Denim's social history 

The material that moves with the times

I love denim's expression of individuality - from James Dean in the 50s to San Francisco hippies in the 70s to punks in the 80s. I understand the cultural relevance of denim and the fact that it takes on this self-expression of our times, and believe it will continue to serve as that medium. The future of denim also interests me. Continued technological advancements will enable me to create a more innovative, complete denim offering. Evolution is a must.

Bruce Weber 

American male youth's photographer laureate

Bruce's photography means so much to me personally. I really connect to the way he shoots beauty. It feels intimate and sensual, sometimes irreverent, and he always captures the subtle moments. The images are slightly off, while steeped in beauty, the body and the classic. I have every book he has published and I am quite obsessed with all of his work. His photography for Calvin Klein defined an era and is always a reference for me.

Emotional design 

The poetry that leads to the clothes

I always start my design process with words and emotions. It is like writing poetry or a script - finding contrasts with words and emotions that contradict themselves but also sum up the mood of what I currently feel and believe is relevant for the season.
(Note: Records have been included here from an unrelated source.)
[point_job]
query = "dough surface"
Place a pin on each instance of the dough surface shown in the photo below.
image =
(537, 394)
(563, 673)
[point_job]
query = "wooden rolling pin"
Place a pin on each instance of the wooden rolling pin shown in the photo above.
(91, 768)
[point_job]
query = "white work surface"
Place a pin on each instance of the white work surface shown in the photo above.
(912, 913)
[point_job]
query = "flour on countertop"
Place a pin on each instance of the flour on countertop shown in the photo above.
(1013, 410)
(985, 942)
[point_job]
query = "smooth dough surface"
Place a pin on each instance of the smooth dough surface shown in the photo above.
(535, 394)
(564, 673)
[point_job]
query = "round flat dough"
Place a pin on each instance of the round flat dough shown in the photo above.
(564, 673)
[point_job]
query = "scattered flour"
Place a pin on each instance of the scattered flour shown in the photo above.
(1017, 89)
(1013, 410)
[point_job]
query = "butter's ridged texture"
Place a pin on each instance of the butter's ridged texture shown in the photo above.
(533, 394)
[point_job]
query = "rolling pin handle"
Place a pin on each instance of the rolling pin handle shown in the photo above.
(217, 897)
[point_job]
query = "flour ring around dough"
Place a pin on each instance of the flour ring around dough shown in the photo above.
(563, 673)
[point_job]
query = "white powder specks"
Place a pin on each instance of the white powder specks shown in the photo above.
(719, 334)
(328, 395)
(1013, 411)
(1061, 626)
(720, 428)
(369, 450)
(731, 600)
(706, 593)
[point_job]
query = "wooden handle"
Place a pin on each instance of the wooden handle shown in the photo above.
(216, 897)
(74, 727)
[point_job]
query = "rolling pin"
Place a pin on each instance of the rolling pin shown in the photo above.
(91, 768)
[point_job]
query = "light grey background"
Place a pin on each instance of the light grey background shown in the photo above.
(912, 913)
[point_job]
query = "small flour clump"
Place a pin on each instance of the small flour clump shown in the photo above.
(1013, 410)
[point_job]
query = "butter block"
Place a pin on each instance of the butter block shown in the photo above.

I have made about 20 short films in my time at Calvin Klein and love producing them; some are two-minutes long, while my most recent, Memories, was 12 minutes. The moving image set to poetic words is hugely inspirational. Memories brought tears to some of the team, and was an emotional moment for me as my decade as a creative director for the company approached.

Sex sells 

The secret to Calvin Klein's imagery

I love provocative advertising because it can have multiple meanings and speak to a new generation. Calvin Klein launched its ck one fragrance at a Tower Records store and I was hooked by the Avedon-inspired advertising campaign, featuring Kate Moss and a multitude of eccentric and cool people. These images, shot by Steven Meisel, spoke to me: they were controversial and effortless, youthful and relevant, tapped into the zeitgeist of the moment. I have so many favourites, from the ones with Calvin himself, shot by Bruce Weber at Georgia O'Keeffe's Ghost Ranch in New Mexico (for AW84), to Brooke Shields in the now famous Calvin Klein jeans ad shot by Richard Avedon (1980), to every campaign featuring Kate Moss. Kate blew me away; she represented a new form of beauty that was effortless and slightly off. I also love the ads with Kate and Mark Wahlberg, which are so historical and have become embedded in our popular culture.

Working with Calvin 

Learning at the feet of the master

It was challenging and intimidating, yet phenomenal. He was always about the purity of fit, fabric and form, and editing. The hours spent on fittings and reducing the garment to its fundamental essence was amazing. He believed repetition is reputation and consistency, integrity and being in tune with the times you live in were fundamental to his modern, forward-looking business. He never really looked back - it was about today and the future.